Purpose: Ultra-high dose rate irradiation has demonstrated to improve sparing of normal tissues while maintaining an equivalent tumor response (the FLASH effect). Although the biological mechanism of the FLASH effect is still not understood, oxygen depletion seems to be one of the plausible hypotheses. However, current mechanistic studies rely on pure liquid water calculations. We implemented two models of water radiolysis with chemical reactions of oxygen and molecules of biological importance, which might help evaluate the FLASH effect in tissue in a more reliable way.
Methods: We extended TOPAS-nBio to allow delivering pulses of radiation and reactions with oxygen in two different scenarios: including reactions between free radicals and DNA (Model 1); and additional reactions with RNA, proteins, amino acids and free nucleotides (Model 2).

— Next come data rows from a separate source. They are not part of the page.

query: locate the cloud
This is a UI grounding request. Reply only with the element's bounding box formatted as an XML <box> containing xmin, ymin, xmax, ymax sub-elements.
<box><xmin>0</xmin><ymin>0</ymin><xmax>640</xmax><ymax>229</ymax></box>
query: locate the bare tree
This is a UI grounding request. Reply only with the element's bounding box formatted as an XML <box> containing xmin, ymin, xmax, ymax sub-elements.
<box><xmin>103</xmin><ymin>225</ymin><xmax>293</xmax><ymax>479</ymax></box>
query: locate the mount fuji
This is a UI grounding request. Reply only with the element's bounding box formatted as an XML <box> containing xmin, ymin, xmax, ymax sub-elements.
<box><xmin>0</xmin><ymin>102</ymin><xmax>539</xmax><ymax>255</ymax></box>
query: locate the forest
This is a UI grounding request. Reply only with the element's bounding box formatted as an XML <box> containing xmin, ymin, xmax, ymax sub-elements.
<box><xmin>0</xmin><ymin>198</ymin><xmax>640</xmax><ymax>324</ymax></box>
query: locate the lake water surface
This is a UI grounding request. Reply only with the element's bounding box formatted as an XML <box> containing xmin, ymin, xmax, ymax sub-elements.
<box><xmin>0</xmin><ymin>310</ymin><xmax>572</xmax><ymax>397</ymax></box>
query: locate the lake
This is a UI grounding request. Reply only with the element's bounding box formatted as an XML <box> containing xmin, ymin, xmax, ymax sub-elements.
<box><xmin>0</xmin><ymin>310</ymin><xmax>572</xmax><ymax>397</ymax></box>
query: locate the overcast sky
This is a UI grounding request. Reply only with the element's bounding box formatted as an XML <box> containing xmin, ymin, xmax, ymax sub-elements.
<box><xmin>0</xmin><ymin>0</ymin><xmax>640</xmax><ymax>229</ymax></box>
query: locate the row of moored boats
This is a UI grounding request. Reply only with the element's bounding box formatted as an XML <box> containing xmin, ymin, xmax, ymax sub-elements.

Those molecules were implemented as scavengers with reaction rates and concentrations obtained from the literature. Our simulations were carried out using microsecond-width pulses of 1 MeV electrons uniformly irradiating a water phantom cube of 1 µm side. The oxygen depletion without replenishing was compared for a conventional dose rate ( 0.29Gy/s) and FLASH irradiation conditions (… Gy/s) for 21% oxygen concentration.
Results: At the end of the electron pulse, and for all irradiation settings, both models predict that FLASH irradiation depletes 2.7 times more oxygen than conventional irradiation for the same absolute dose. This is caused by the intertrack and interpulse reactions between reactive species. The oxygen consumption varied by 16.7% between the two Models, which results from introducing competing scavengers that react with free radicals.
Conclusion: The proposed models under pulsed irradiation allowed us to quantify the time course of oxygen depletion under more realistic biological conditions than pure liquid water. Further work is performed under even more realistic conditions mimicking the cell environment and will be validated by experimental studies.